Sr Staff R&D Engineer
Lucasfilm
Nicasio, CAThis was removed by the employer on PST
This is a Full Time Job
Job Summary:
The Skywalker Sound Development Group is seeking a highly accomplished Senior Staff AI/ML Research Engineer to lead the development of transformative audio intelligence technologies for global media production. This senior-level role is central to advancing our next-generation soundtrack platform, with a focus on speech processing, style transfer, upmixing, source separation, and generative audio synthesis.
You will architect, build, and optimize cutting-edge machine learning systems at scale-leveraging foundational models, neural vocoders, latent diffusion models, and advanced retraining workflows. As a core member of our applied R&D team, you will contribute to technical direction, collaborate across product and engineering, and deliver production-ready solutions that integrate seamlessly into creative and operational workflows for elite content creators worldwide.

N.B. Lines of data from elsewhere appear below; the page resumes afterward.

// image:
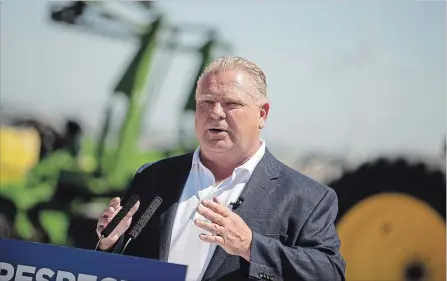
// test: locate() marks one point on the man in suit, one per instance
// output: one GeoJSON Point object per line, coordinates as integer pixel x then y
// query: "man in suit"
{"type": "Point", "coordinates": [280, 225]}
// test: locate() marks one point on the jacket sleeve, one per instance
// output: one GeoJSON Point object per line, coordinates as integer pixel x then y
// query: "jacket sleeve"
{"type": "Point", "coordinates": [315, 255]}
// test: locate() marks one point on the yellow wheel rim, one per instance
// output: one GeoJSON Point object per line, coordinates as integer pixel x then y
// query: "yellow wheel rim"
{"type": "Point", "coordinates": [391, 237]}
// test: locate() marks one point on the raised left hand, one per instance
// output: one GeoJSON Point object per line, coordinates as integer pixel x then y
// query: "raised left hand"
{"type": "Point", "coordinates": [231, 232]}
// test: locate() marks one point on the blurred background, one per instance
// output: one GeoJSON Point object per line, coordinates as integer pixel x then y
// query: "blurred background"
{"type": "Point", "coordinates": [90, 91]}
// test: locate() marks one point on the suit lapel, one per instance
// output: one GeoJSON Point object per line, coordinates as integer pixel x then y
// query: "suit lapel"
{"type": "Point", "coordinates": [258, 188]}
{"type": "Point", "coordinates": [171, 188]}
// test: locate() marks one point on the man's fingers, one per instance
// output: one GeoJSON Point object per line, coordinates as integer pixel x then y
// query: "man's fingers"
{"type": "Point", "coordinates": [217, 207]}
{"type": "Point", "coordinates": [209, 226]}
{"type": "Point", "coordinates": [115, 202]}
{"type": "Point", "coordinates": [134, 209]}
{"type": "Point", "coordinates": [108, 212]}
{"type": "Point", "coordinates": [211, 215]}
{"type": "Point", "coordinates": [212, 239]}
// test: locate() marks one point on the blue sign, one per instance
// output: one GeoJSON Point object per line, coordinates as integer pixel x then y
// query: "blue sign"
{"type": "Point", "coordinates": [28, 261]}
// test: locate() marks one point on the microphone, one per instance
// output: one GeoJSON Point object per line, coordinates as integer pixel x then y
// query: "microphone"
{"type": "Point", "coordinates": [144, 219]}
{"type": "Point", "coordinates": [236, 204]}
{"type": "Point", "coordinates": [118, 218]}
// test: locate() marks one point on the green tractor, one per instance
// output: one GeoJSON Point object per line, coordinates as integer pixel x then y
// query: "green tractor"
{"type": "Point", "coordinates": [58, 193]}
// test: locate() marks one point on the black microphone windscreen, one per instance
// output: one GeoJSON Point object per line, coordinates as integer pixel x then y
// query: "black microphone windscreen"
{"type": "Point", "coordinates": [145, 217]}
{"type": "Point", "coordinates": [120, 216]}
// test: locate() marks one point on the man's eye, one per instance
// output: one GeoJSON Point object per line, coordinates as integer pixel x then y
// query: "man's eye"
{"type": "Point", "coordinates": [205, 102]}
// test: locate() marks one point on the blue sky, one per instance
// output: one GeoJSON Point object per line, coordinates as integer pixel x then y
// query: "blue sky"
{"type": "Point", "coordinates": [344, 77]}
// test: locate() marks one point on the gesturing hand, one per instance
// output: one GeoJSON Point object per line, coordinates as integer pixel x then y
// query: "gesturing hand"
{"type": "Point", "coordinates": [231, 232]}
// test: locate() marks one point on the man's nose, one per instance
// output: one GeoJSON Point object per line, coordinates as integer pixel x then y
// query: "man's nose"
{"type": "Point", "coordinates": [217, 111]}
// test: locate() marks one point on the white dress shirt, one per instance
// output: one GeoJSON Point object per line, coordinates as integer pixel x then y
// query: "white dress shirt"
{"type": "Point", "coordinates": [186, 247]}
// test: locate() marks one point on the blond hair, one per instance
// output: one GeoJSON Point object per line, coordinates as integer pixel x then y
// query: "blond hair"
{"type": "Point", "coordinates": [256, 75]}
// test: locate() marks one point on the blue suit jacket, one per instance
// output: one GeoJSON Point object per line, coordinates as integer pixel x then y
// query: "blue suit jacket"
{"type": "Point", "coordinates": [291, 217]}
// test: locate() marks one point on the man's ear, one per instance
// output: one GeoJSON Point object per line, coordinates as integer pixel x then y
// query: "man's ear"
{"type": "Point", "coordinates": [263, 113]}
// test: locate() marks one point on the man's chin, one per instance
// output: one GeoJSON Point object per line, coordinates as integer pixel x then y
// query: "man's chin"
{"type": "Point", "coordinates": [218, 146]}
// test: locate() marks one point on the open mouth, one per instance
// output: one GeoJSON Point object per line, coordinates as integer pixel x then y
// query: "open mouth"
{"type": "Point", "coordinates": [217, 130]}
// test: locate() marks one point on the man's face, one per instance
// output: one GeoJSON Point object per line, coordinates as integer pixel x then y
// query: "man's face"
{"type": "Point", "coordinates": [228, 114]}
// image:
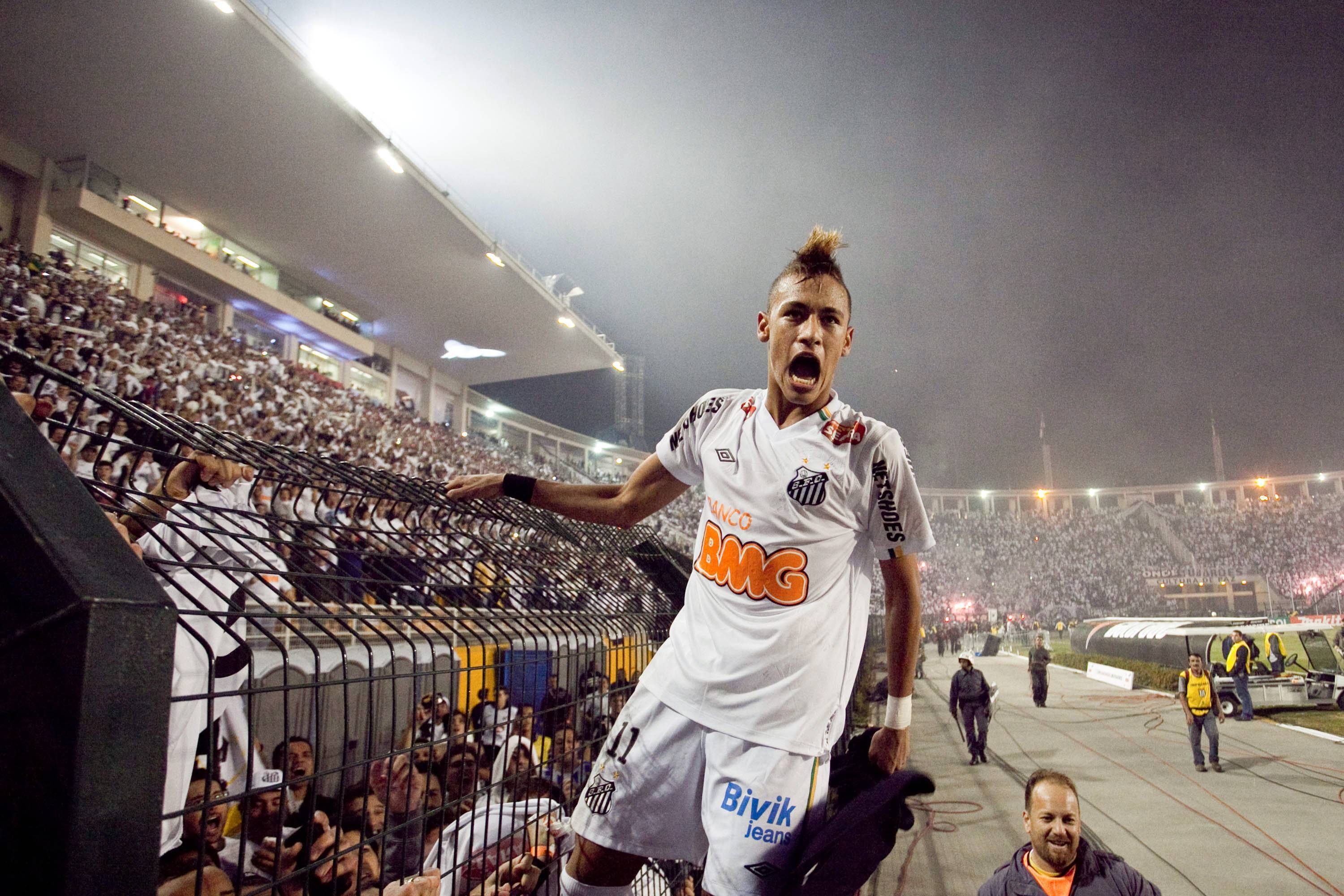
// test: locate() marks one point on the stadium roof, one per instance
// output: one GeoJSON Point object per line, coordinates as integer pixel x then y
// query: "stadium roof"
{"type": "Point", "coordinates": [222, 119]}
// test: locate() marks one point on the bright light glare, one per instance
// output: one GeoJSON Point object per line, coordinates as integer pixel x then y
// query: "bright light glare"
{"type": "Point", "coordinates": [386, 155]}
{"type": "Point", "coordinates": [452, 349]}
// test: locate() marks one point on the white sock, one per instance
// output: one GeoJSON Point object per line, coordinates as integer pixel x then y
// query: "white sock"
{"type": "Point", "coordinates": [570, 887]}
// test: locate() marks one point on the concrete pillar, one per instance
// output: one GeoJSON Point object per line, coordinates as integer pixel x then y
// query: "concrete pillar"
{"type": "Point", "coordinates": [34, 229]}
{"type": "Point", "coordinates": [142, 281]}
{"type": "Point", "coordinates": [426, 402]}
{"type": "Point", "coordinates": [226, 315]}
{"type": "Point", "coordinates": [460, 413]}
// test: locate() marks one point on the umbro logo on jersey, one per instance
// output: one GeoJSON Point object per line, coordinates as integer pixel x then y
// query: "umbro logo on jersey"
{"type": "Point", "coordinates": [599, 796]}
{"type": "Point", "coordinates": [808, 487]}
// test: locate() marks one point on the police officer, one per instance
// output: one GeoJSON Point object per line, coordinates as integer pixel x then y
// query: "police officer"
{"type": "Point", "coordinates": [971, 692]}
{"type": "Point", "coordinates": [1037, 661]}
{"type": "Point", "coordinates": [1275, 648]}
{"type": "Point", "coordinates": [1240, 668]}
{"type": "Point", "coordinates": [1195, 691]}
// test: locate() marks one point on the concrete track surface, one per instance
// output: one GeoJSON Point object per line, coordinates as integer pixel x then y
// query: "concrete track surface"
{"type": "Point", "coordinates": [1273, 823]}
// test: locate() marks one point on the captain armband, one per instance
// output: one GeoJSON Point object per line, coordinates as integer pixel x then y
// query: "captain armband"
{"type": "Point", "coordinates": [898, 712]}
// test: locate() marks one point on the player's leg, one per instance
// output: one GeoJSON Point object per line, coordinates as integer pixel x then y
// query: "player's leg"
{"type": "Point", "coordinates": [758, 808]}
{"type": "Point", "coordinates": [642, 801]}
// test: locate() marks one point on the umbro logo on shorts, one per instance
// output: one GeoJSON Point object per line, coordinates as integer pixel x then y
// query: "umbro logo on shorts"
{"type": "Point", "coordinates": [762, 870]}
{"type": "Point", "coordinates": [599, 796]}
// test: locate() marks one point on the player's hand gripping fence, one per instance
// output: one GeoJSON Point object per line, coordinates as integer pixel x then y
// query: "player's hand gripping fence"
{"type": "Point", "coordinates": [361, 614]}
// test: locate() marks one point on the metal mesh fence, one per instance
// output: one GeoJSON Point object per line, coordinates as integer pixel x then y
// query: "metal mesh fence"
{"type": "Point", "coordinates": [369, 680]}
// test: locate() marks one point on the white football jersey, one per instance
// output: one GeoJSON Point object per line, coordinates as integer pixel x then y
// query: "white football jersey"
{"type": "Point", "coordinates": [768, 645]}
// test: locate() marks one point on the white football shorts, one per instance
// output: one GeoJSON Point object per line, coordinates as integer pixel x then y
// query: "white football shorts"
{"type": "Point", "coordinates": [668, 788]}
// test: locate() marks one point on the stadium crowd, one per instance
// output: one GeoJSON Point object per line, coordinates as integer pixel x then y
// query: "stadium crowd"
{"type": "Point", "coordinates": [1297, 544]}
{"type": "Point", "coordinates": [167, 357]}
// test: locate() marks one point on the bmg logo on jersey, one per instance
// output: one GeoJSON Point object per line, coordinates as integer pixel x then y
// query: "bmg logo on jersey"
{"type": "Point", "coordinates": [768, 818]}
{"type": "Point", "coordinates": [746, 569]}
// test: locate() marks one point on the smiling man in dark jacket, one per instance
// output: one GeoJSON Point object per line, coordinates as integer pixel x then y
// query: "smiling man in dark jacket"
{"type": "Point", "coordinates": [1058, 862]}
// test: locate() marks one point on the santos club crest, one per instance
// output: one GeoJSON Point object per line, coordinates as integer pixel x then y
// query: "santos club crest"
{"type": "Point", "coordinates": [808, 487]}
{"type": "Point", "coordinates": [599, 796]}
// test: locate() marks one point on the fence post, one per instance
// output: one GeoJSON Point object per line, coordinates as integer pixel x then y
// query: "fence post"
{"type": "Point", "coordinates": [86, 640]}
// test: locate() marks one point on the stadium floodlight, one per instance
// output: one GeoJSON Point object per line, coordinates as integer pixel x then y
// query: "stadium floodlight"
{"type": "Point", "coordinates": [452, 349]}
{"type": "Point", "coordinates": [390, 159]}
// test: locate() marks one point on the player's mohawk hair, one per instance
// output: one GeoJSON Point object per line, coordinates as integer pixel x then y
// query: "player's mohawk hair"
{"type": "Point", "coordinates": [816, 258]}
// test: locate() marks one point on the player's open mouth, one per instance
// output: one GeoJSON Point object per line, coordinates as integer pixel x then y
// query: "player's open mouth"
{"type": "Point", "coordinates": [804, 371]}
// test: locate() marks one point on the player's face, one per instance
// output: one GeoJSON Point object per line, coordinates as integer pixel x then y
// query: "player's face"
{"type": "Point", "coordinates": [808, 332]}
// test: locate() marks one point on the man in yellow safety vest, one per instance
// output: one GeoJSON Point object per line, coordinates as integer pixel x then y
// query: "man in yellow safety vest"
{"type": "Point", "coordinates": [1275, 648]}
{"type": "Point", "coordinates": [1195, 691]}
{"type": "Point", "coordinates": [1240, 668]}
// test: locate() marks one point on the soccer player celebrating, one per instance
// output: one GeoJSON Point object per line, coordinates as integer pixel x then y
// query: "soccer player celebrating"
{"type": "Point", "coordinates": [721, 755]}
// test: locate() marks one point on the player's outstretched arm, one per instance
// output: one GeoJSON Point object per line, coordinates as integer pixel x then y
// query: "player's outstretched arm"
{"type": "Point", "coordinates": [648, 491]}
{"type": "Point", "coordinates": [890, 749]}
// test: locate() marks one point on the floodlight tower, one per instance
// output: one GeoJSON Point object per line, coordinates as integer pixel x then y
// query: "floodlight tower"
{"type": "Point", "coordinates": [629, 402]}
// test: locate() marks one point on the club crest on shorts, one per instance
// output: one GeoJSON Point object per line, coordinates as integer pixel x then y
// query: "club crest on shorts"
{"type": "Point", "coordinates": [599, 796]}
{"type": "Point", "coordinates": [808, 487]}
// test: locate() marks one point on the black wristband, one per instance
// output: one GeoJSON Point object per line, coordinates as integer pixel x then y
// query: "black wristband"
{"type": "Point", "coordinates": [519, 487]}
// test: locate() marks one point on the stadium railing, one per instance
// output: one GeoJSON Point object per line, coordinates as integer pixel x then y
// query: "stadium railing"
{"type": "Point", "coordinates": [322, 601]}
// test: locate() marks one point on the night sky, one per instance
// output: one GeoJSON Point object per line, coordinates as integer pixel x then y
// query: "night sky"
{"type": "Point", "coordinates": [1123, 215]}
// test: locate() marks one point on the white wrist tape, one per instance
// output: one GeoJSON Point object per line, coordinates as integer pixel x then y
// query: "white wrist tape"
{"type": "Point", "coordinates": [898, 712]}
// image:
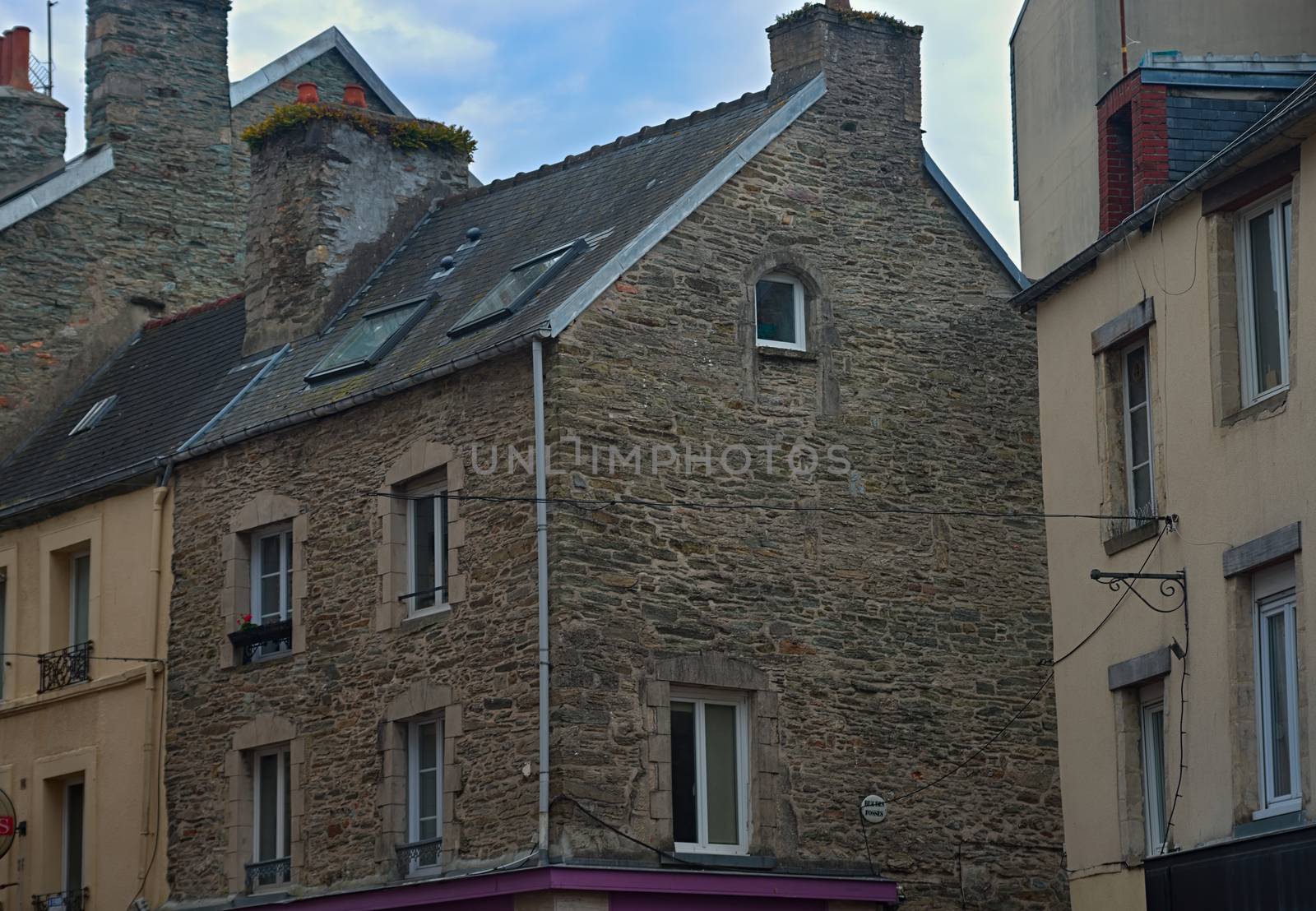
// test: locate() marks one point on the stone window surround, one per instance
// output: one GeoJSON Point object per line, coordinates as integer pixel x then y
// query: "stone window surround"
{"type": "Point", "coordinates": [263, 510]}
{"type": "Point", "coordinates": [1228, 407]}
{"type": "Point", "coordinates": [421, 459]}
{"type": "Point", "coordinates": [46, 873]}
{"type": "Point", "coordinates": [1243, 703]}
{"type": "Point", "coordinates": [715, 672]}
{"type": "Point", "coordinates": [263, 731]}
{"type": "Point", "coordinates": [421, 698]}
{"type": "Point", "coordinates": [56, 548]}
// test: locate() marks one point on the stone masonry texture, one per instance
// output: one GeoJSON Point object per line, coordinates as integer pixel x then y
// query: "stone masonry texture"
{"type": "Point", "coordinates": [161, 232]}
{"type": "Point", "coordinates": [894, 645]}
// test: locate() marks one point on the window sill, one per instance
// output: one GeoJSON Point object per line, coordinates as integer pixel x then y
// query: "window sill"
{"type": "Point", "coordinates": [431, 617]}
{"type": "Point", "coordinates": [1273, 403]}
{"type": "Point", "coordinates": [786, 353]}
{"type": "Point", "coordinates": [1132, 538]}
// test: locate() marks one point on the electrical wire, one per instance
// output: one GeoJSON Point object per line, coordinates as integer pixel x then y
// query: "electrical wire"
{"type": "Point", "coordinates": [772, 507]}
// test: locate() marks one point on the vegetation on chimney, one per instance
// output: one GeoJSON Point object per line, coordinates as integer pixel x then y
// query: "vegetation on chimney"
{"type": "Point", "coordinates": [848, 16]}
{"type": "Point", "coordinates": [401, 133]}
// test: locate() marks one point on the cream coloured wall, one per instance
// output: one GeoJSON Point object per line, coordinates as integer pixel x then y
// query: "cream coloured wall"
{"type": "Point", "coordinates": [1228, 483]}
{"type": "Point", "coordinates": [105, 731]}
{"type": "Point", "coordinates": [1068, 56]}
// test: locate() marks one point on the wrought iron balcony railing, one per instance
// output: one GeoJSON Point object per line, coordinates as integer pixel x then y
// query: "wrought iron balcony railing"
{"type": "Point", "coordinates": [65, 666]}
{"type": "Point", "coordinates": [262, 640]}
{"type": "Point", "coordinates": [74, 900]}
{"type": "Point", "coordinates": [269, 873]}
{"type": "Point", "coordinates": [419, 858]}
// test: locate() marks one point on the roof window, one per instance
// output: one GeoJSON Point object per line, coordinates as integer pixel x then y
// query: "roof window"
{"type": "Point", "coordinates": [517, 287]}
{"type": "Point", "coordinates": [94, 415]}
{"type": "Point", "coordinates": [372, 339]}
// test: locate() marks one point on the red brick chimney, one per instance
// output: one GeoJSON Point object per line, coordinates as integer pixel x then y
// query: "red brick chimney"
{"type": "Point", "coordinates": [328, 204]}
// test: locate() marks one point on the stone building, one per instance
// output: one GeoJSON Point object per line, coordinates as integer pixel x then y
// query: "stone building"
{"type": "Point", "coordinates": [649, 666]}
{"type": "Point", "coordinates": [151, 217]}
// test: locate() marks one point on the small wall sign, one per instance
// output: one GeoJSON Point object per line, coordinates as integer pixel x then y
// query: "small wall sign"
{"type": "Point", "coordinates": [874, 808]}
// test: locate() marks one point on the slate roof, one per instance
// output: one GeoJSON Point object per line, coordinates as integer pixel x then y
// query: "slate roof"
{"type": "Point", "coordinates": [615, 197]}
{"type": "Point", "coordinates": [170, 379]}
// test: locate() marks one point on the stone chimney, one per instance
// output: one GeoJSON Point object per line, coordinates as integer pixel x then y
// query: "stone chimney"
{"type": "Point", "coordinates": [32, 124]}
{"type": "Point", "coordinates": [328, 204]}
{"type": "Point", "coordinates": [872, 65]}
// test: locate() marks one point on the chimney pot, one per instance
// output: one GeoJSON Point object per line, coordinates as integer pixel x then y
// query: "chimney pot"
{"type": "Point", "coordinates": [17, 45]}
{"type": "Point", "coordinates": [354, 96]}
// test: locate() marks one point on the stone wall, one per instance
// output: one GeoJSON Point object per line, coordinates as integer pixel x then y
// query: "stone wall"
{"type": "Point", "coordinates": [336, 693]}
{"type": "Point", "coordinates": [895, 644]}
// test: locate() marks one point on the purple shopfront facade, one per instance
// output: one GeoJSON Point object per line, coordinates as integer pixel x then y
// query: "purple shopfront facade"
{"type": "Point", "coordinates": [623, 890]}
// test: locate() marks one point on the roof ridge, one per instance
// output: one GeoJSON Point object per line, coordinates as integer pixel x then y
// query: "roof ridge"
{"type": "Point", "coordinates": [191, 311]}
{"type": "Point", "coordinates": [670, 125]}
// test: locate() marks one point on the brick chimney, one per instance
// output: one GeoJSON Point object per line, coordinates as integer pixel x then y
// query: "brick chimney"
{"type": "Point", "coordinates": [328, 204]}
{"type": "Point", "coordinates": [872, 65]}
{"type": "Point", "coordinates": [32, 124]}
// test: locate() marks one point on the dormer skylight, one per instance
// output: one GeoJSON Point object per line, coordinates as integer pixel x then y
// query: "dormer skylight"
{"type": "Point", "coordinates": [517, 287]}
{"type": "Point", "coordinates": [372, 339]}
{"type": "Point", "coordinates": [94, 415]}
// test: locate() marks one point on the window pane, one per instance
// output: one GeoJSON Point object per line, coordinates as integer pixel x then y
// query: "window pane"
{"type": "Point", "coordinates": [723, 793]}
{"type": "Point", "coordinates": [74, 808]}
{"type": "Point", "coordinates": [267, 805]}
{"type": "Point", "coordinates": [1267, 310]}
{"type": "Point", "coordinates": [423, 552]}
{"type": "Point", "coordinates": [81, 587]}
{"type": "Point", "coordinates": [1277, 679]}
{"type": "Point", "coordinates": [366, 337]}
{"type": "Point", "coordinates": [684, 798]}
{"type": "Point", "coordinates": [776, 311]}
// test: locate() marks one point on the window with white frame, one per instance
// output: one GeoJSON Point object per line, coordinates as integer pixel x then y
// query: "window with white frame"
{"type": "Point", "coordinates": [1138, 431]}
{"type": "Point", "coordinates": [424, 794]}
{"type": "Point", "coordinates": [1277, 689]}
{"type": "Point", "coordinates": [1263, 247]}
{"type": "Point", "coordinates": [1153, 766]}
{"type": "Point", "coordinates": [427, 551]}
{"type": "Point", "coordinates": [710, 772]}
{"type": "Point", "coordinates": [780, 312]}
{"type": "Point", "coordinates": [271, 580]}
{"type": "Point", "coordinates": [271, 816]}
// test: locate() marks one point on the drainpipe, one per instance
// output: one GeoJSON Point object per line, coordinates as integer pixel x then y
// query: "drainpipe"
{"type": "Point", "coordinates": [149, 757]}
{"type": "Point", "coordinates": [541, 525]}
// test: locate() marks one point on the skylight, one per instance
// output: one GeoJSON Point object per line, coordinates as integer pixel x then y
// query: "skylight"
{"type": "Point", "coordinates": [368, 341]}
{"type": "Point", "coordinates": [94, 415]}
{"type": "Point", "coordinates": [517, 287]}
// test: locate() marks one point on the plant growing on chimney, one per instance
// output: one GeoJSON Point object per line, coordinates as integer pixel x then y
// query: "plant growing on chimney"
{"type": "Point", "coordinates": [401, 133]}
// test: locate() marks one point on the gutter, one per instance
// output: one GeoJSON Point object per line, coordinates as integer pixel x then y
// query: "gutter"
{"type": "Point", "coordinates": [1168, 201]}
{"type": "Point", "coordinates": [541, 531]}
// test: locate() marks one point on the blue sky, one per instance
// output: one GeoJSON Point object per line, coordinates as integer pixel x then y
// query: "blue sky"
{"type": "Point", "coordinates": [537, 81]}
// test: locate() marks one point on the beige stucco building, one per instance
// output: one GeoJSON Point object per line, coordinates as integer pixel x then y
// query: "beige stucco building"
{"type": "Point", "coordinates": [1175, 372]}
{"type": "Point", "coordinates": [81, 728]}
{"type": "Point", "coordinates": [1066, 54]}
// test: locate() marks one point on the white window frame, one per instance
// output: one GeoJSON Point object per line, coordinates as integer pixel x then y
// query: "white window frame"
{"type": "Point", "coordinates": [440, 495]}
{"type": "Point", "coordinates": [285, 534]}
{"type": "Point", "coordinates": [280, 777]}
{"type": "Point", "coordinates": [72, 594]}
{"type": "Point", "coordinates": [1274, 594]}
{"type": "Point", "coordinates": [800, 328]}
{"type": "Point", "coordinates": [741, 703]}
{"type": "Point", "coordinates": [414, 784]}
{"type": "Point", "coordinates": [1282, 229]}
{"type": "Point", "coordinates": [1131, 492]}
{"type": "Point", "coordinates": [1152, 711]}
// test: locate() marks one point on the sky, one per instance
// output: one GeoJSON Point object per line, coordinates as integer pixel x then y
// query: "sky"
{"type": "Point", "coordinates": [537, 81]}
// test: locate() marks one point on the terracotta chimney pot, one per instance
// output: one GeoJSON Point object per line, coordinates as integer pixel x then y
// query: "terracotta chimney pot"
{"type": "Point", "coordinates": [17, 45]}
{"type": "Point", "coordinates": [354, 96]}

This role is considered Hybrid, which means the employee will work onsite in our Nicasio, CA office and occasionally from home.
What You'll Do
• Lead the research, design, and implementation of state-of-the-art machine learning algorithms for speech processing, voice transfer, source separation, and upmixing in media post-production environments.
• Drive the architecture and deployment of scalable model training pipelines using PyTorch and distributed computing frameworks.
• Develop novel generative audio models, including latent diffusion, flow-based models, variational autoencoders, and neural vocoders, optimized for professional soundtrack production.
• Own end-to-end model lifecycle management: pretraining, fine-tuning, validation, inference optimization, and CI/CD integration.
• Guide the development of personalized model adaptation workflows to support per-user tuning, cross-project continuity, and flexible deployment.
• Collaborate with product, platform, and engineering leads to define integration strategies within a secure, cloud-optimized SaaS environment.
• Stay at the forefront of generative audio, multi-modal modeling, and self-supervised learning-translating emerging research into applied innovation.
• Contribute to internal tooling and infrastructure that improves iteration speed, reproducibility, and explainability of deployed models.
• Mentor junior researchers and engineers, and contribute to a culture of rigorous experimentation, collaboration, and continuous improvement.
What We're Looking For
• MSc or PhD in Computer Science, Electrical Engineering, Applied Math, or a related field with a focus on AI/ML and mult-imodal signal processing.
• 5 years of professional experience in applied ML, with a deep focus on audio-centric AI/ML research and deployment.
• Expertise in building and scaling models using PyTorch, with fluency in training, fine-tuning, and inference for deep neural networks.
• Demonstrated experience developing generative models such as VAE, GAN, diffusion models, or neural vocoders (e.g., HiFi-GAN, WaveNet).
• Deep understanding of audio-specific ML domains, including source separation, speech enhancement, music processing, and cross-modal tasks.
• Experience with MLOps tooling (e.g., Weights & Biases, MLflow, Datachain), Docker-based containerization, and scalable infrastructure for distributed training.
• Fluency in audio signal processing fundamentals and the integration of DSP into ML pipelines.
• Proven ability to contribute to architectural planning, research strategy, and production deployment in complex, multi-stakeholder environments.
Preferred Qualifications
• Familiarity with audio/text/video multi-modal frameworks and cross-domain representations.
• Experience implementing real-time or near-real-time inference pipelines in cloud or edge environments (e.g., AWS, GCP, on-prem GPUs).
• Working knowledge of latent diffusion audio models (e.g., stable-audio, AudioLDM, AudioGen).
• Strong knowledge of industry-standard audio datasets and benchmarks (LibriSpeech, VCTK, MUSDB, etc.).
• Experience optimizing inference pipelines for creative applications or interactive use.
• Proficiency in lower-level audio frameworks (C / C++, etc.)
• Contributions to published research at top-tier conferences (NeurIPS, ICASSP, ICLR, Interspeech) and/or open-source ML frameworks.
The hiring range for this position in Nicasio, CA is $201,900 to $270,700 per year. The base pay actually offered will take into account internal equity and also may vary depending on the candidate's geographic region, job-related knowledge, skills, and experience among other factors. A bonus and/or long-term incentive units may be provided as part of the compensation package, in addition to the full range of medical, financial, and/or other benefits, dependent on the level and position offered.